Their electronic "sensor cane" for the blind uses infrared sensors to detect nearby walls and obstacles and - in an improvement to existing models - has a downward-pointing sensor to warn of pot-holes and stairwells. "The idea of the stick came to us from watching blind people in our community, where they have lots of difficulty because the roads in our refugee camps have many obstacles and holes," said Ms Alshaar, describing streets around Askar Basic Girls School. "We wanted to help them by developing the stick."
The UN agency for Palestinian welfare, UNRWA, which runs the school and Askar Camp, has trumpeted the project as a triumph for the schoolgirl trio in the face of adversity, restrictions and crisis in education funding.

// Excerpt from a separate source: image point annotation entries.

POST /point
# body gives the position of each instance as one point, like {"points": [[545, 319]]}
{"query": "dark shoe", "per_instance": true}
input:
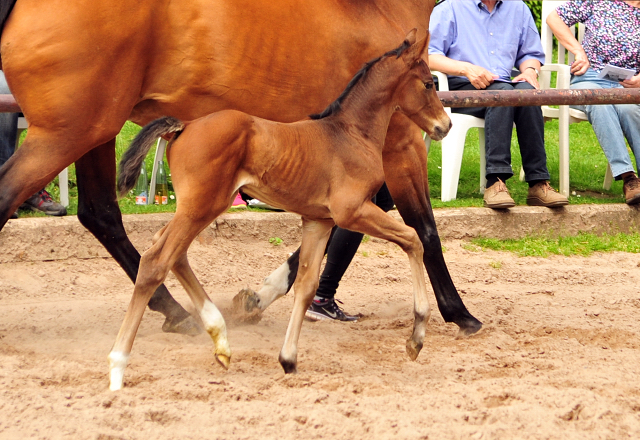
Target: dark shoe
{"points": [[42, 201], [542, 194], [631, 190], [327, 309], [497, 196]]}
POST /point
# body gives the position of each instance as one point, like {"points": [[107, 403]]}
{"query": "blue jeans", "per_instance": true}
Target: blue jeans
{"points": [[8, 127], [612, 123], [498, 126]]}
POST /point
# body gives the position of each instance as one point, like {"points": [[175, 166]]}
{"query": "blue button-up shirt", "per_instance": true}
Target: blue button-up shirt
{"points": [[465, 30]]}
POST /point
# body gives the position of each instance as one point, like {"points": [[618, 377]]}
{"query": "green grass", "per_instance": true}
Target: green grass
{"points": [[583, 244], [587, 167]]}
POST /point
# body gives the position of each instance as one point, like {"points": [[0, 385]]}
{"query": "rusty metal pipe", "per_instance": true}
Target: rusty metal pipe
{"points": [[518, 98], [490, 98]]}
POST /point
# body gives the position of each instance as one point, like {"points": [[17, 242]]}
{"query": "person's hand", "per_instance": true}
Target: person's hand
{"points": [[529, 75], [581, 64], [479, 77], [633, 83]]}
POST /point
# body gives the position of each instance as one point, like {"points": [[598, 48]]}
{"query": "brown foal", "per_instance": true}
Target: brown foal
{"points": [[326, 169]]}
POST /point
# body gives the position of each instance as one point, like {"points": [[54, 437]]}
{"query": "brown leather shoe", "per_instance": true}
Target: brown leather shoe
{"points": [[631, 191], [497, 196], [542, 194]]}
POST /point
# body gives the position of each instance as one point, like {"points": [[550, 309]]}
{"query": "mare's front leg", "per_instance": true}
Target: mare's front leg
{"points": [[405, 169], [315, 235], [370, 219], [98, 211]]}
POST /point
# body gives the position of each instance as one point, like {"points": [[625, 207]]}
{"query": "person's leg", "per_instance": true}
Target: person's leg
{"points": [[629, 115], [606, 125], [530, 130], [340, 252]]}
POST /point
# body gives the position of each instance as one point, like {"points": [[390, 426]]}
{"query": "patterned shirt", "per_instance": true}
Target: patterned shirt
{"points": [[612, 31]]}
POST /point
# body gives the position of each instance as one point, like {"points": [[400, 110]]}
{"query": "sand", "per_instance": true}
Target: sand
{"points": [[557, 358]]}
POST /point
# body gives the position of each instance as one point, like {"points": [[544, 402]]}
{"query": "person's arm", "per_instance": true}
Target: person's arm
{"points": [[529, 72], [633, 83], [479, 77], [567, 39]]}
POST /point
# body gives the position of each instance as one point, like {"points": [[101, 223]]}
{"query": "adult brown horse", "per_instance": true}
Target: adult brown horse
{"points": [[80, 69]]}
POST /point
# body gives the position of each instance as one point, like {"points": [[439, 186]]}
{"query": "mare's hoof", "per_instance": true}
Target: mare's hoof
{"points": [[413, 349], [246, 308], [187, 326], [223, 360], [289, 367], [468, 328]]}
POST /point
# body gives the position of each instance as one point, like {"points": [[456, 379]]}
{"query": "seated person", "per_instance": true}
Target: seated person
{"points": [[477, 43], [612, 36]]}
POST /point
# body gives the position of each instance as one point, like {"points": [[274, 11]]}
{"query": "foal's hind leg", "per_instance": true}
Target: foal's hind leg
{"points": [[211, 316], [315, 235], [372, 220], [98, 211], [170, 245]]}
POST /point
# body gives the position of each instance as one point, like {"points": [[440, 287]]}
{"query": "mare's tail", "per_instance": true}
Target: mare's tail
{"points": [[131, 160]]}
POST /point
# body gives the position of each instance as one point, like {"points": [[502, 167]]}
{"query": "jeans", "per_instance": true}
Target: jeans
{"points": [[498, 126], [8, 127], [611, 124], [343, 247]]}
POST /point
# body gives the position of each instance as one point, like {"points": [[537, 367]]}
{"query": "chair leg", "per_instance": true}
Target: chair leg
{"points": [[159, 156], [483, 160], [608, 177], [452, 149]]}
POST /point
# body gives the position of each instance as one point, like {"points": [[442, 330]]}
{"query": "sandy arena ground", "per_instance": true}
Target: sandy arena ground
{"points": [[557, 359]]}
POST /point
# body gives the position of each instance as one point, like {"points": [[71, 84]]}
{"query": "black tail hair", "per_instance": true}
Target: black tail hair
{"points": [[131, 161]]}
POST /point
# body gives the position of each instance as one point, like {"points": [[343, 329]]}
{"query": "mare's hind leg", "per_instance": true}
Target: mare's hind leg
{"points": [[170, 245], [315, 235], [98, 211], [372, 220]]}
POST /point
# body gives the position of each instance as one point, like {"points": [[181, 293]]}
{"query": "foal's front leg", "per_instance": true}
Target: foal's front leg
{"points": [[372, 220], [315, 235]]}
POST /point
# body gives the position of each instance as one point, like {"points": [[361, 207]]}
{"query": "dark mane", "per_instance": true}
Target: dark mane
{"points": [[335, 106], [5, 9]]}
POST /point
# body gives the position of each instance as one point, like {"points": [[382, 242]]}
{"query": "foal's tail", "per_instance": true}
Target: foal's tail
{"points": [[131, 160]]}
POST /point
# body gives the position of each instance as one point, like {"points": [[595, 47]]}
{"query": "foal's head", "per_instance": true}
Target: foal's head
{"points": [[415, 93]]}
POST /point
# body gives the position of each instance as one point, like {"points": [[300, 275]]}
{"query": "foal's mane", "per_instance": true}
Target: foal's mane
{"points": [[336, 105]]}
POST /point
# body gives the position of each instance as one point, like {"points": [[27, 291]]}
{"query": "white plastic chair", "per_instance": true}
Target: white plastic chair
{"points": [[160, 148], [563, 113], [453, 146], [63, 177]]}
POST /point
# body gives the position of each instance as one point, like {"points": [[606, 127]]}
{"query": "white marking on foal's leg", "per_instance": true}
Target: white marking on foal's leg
{"points": [[117, 363], [275, 286], [217, 329]]}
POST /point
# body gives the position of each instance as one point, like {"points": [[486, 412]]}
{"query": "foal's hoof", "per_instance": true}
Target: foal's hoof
{"points": [[246, 307], [468, 328], [223, 360], [413, 349], [289, 367], [187, 326]]}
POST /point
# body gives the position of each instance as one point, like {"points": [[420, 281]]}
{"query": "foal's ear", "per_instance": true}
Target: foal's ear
{"points": [[414, 53], [411, 37]]}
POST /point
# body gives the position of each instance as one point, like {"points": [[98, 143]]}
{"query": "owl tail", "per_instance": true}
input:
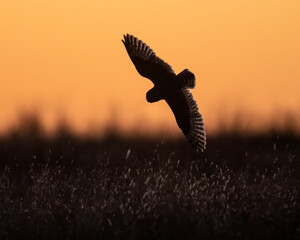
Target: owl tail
{"points": [[186, 79]]}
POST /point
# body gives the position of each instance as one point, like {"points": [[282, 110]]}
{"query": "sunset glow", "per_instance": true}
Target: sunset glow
{"points": [[65, 61]]}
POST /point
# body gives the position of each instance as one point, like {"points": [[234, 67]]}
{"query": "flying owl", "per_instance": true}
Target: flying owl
{"points": [[170, 87]]}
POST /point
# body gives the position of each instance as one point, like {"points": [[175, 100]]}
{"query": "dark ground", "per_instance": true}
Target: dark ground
{"points": [[114, 188]]}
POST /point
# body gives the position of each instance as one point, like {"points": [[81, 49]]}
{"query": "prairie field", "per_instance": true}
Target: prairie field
{"points": [[66, 187]]}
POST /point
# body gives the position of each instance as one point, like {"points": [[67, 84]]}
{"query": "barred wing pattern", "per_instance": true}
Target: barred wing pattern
{"points": [[180, 100], [146, 61], [188, 118]]}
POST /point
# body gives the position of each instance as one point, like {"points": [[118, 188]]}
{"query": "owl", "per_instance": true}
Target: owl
{"points": [[171, 87]]}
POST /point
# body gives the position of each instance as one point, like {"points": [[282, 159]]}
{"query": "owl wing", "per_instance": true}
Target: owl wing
{"points": [[146, 61], [188, 118]]}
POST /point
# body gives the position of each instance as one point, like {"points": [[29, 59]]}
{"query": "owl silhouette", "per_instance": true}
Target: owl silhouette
{"points": [[169, 87]]}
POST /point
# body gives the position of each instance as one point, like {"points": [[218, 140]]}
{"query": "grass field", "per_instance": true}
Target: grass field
{"points": [[115, 188]]}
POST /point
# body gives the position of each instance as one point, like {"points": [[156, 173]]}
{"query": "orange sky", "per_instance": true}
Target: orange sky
{"points": [[65, 60]]}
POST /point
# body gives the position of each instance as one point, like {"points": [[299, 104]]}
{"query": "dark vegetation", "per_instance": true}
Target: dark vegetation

When building prototypes for the cane, the young engineers had to make several journeys through Israeli checkpoints to scour the electrical stores of Ramallah for key components. Their recent international travel was equally fraught. Their accompanying science teacher, Jamileh Khalid described "bad treatment" from customs officials, whose prolonged searches of the vibrating cane led to missed flights.
Ms Khalid said the $200 cost of making the prototype would be significantly reduced were the canes to enter mass production. UNRWA officials have contacted potential Gulf investors to raise money to cover patenting costs and devise a business and manufacturing plan. Chris Gunness, a spokesman for UNRWA, said the teens were the "Albert Einsteins of the future", but warned that the UN agency's school system that produced them was threatened by an annual funding shortfall of US$90 million".
"Let all the high-powered peace-makers take note of these individual contributions as real-life human examples of what can be achieved if the refugees, some of the most disadvantaged, are included and empowered," he said. "In a region like the Middle East, where firepower tends to be used more than brainpower, they are proof that resolving problems rationally through creative interaction is a major contribution to peace."